Speaking of which, I think I've got this thesis thing figured out. As long as my chips fall into place and not off of my plate, then all will be in order. If not, its back to the proverbial drawing board. Problem is, my lead is broken, and I'm out of ink. If I can't do what I want, I'm going to have to play by the rules and do what someone else wants. Which is alright. I mean, we play by the rules to get ahead within a given system. However, when we challenge these rules and step outside of our normativity, we really begin to create. That's what I am out to do, create. Then re-create. Then recreate. Enjoy myself through relaxation and restore myself physically and mentally.

Oh yeah, Minneapolis was awesome. Takes a lot out of a person riding in a car for 18 hours out of a given 36. It was worth it, and the people made the experience all the more worthwhile. A lovely performance was given.

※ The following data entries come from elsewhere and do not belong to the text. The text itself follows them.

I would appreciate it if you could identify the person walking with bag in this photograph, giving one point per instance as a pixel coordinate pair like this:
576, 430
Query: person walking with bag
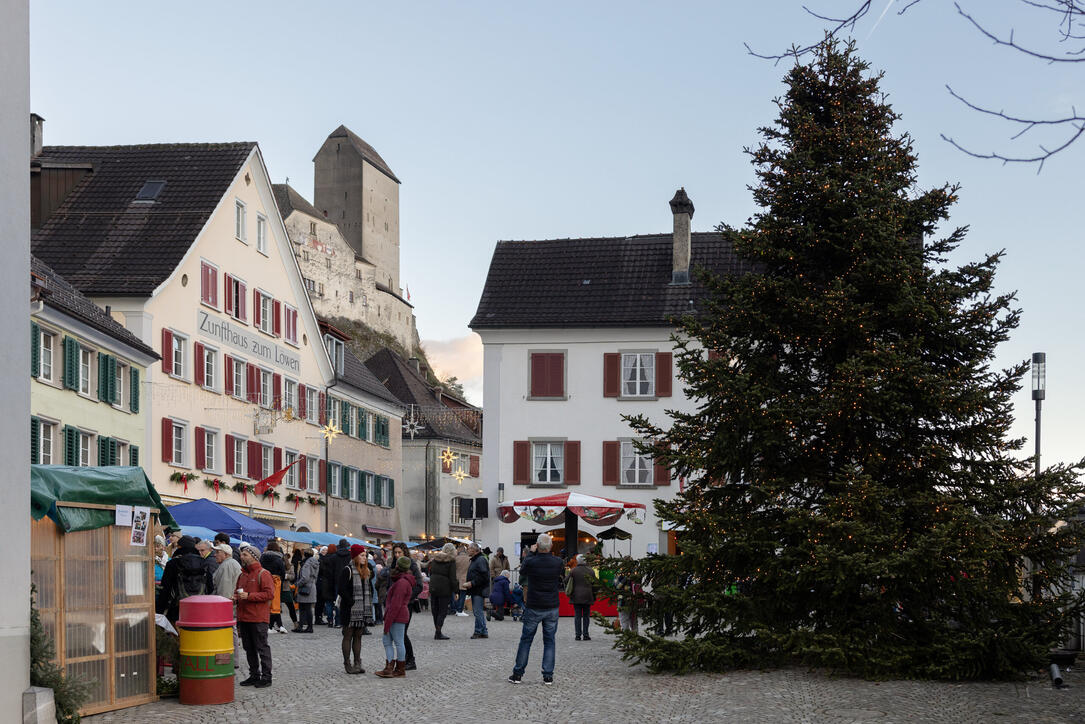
396, 617
306, 592
356, 594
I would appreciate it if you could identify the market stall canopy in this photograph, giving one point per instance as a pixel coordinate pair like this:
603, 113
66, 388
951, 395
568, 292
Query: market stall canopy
219, 518
54, 485
614, 534
551, 509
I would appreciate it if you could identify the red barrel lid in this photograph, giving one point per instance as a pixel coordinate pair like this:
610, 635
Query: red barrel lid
205, 612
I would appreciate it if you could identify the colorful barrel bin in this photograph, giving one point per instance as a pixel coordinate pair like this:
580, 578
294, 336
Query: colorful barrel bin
205, 626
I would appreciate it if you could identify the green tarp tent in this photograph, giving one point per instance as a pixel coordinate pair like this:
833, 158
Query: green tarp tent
105, 485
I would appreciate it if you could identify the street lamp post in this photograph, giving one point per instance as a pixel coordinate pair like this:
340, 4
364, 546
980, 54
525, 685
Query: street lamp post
1038, 391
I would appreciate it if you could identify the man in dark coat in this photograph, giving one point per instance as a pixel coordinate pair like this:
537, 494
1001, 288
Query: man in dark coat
328, 578
181, 578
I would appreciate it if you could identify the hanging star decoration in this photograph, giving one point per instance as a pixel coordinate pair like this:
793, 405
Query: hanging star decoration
330, 432
447, 456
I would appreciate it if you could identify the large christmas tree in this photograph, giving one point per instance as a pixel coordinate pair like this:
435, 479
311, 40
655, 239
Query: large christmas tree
853, 497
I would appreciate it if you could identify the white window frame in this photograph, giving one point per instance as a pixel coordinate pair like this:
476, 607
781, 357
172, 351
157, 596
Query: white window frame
635, 363
86, 362
177, 354
211, 371
635, 462
313, 405
267, 313
288, 457
240, 367
211, 449
290, 324
554, 465
240, 454
239, 220
335, 480
262, 233
267, 391
179, 443
46, 339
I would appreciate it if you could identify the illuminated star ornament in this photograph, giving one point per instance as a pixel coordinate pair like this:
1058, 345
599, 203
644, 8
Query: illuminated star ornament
447, 456
330, 432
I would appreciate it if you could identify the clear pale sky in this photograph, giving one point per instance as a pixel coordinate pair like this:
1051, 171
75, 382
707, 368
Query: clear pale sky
538, 121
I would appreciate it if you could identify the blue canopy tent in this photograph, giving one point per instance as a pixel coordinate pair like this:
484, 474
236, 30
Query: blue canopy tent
213, 516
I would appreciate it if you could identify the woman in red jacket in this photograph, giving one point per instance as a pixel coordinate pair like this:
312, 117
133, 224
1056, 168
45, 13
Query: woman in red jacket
396, 617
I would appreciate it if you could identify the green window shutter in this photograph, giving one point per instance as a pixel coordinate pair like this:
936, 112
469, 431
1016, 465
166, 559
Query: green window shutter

In spite of this, it is always nice to come home to the person that you love.

Wednesday, January 30, 2008

Friday's List

Here's a list of stuff that I need to do:

  • Ropes
  • Oil
  • Gas
  • Air

Wow, that sounds really vague, or dirty.

See, I'm headed up to Minneapolis for 1.5 days with some friends to see some other friends in a performance. I think it's going to be in a bowling alley/theatre...maybe. I'm intrigued, none-the-less. 8 hours each way. Leaving Saturday morning.

My brother is coming in Thursday night to visit the U of I as a hopeful transfer student. A non-traditional. Then he's hanging out Friday for that stuff. That night, I'll be attending a formal with the 4H house as I will be accompanying Amanda. I'm excited to break out my dancing shoes and dust off a tie. There is something really romantic about slow dancing under some colored lights on a wooden floor.

Tuesday, January 29, 2008

Scones to pick with you

No, this isn't some crazy adventure through a mystery land where baked goods grown on trees like ripened fruit.

My boss made scones today, and they are lemon poppy seed. But for some reason they kind of taste like corn to me. However, they are delicious and I want them in my mouth. Then in my stomach.

I'm in an improv troupe. We perform every Monday. I'll be gone from this place called Champaign next year and won't have that anymore. That makes me sad. However, the prospects for growing up are exciting. I love to perform and hope I will have the time, outlets and opportunities to do so while I mature or deture, whichever way you look at it. So I say, seek it out, and make it last.

I think I was listening to a song by Beck just yesterday and the line, "You'll never find true love unless you look for it" rings prominantly true in my ears today. And that makes me want to book some flight tickets to celebrate true love.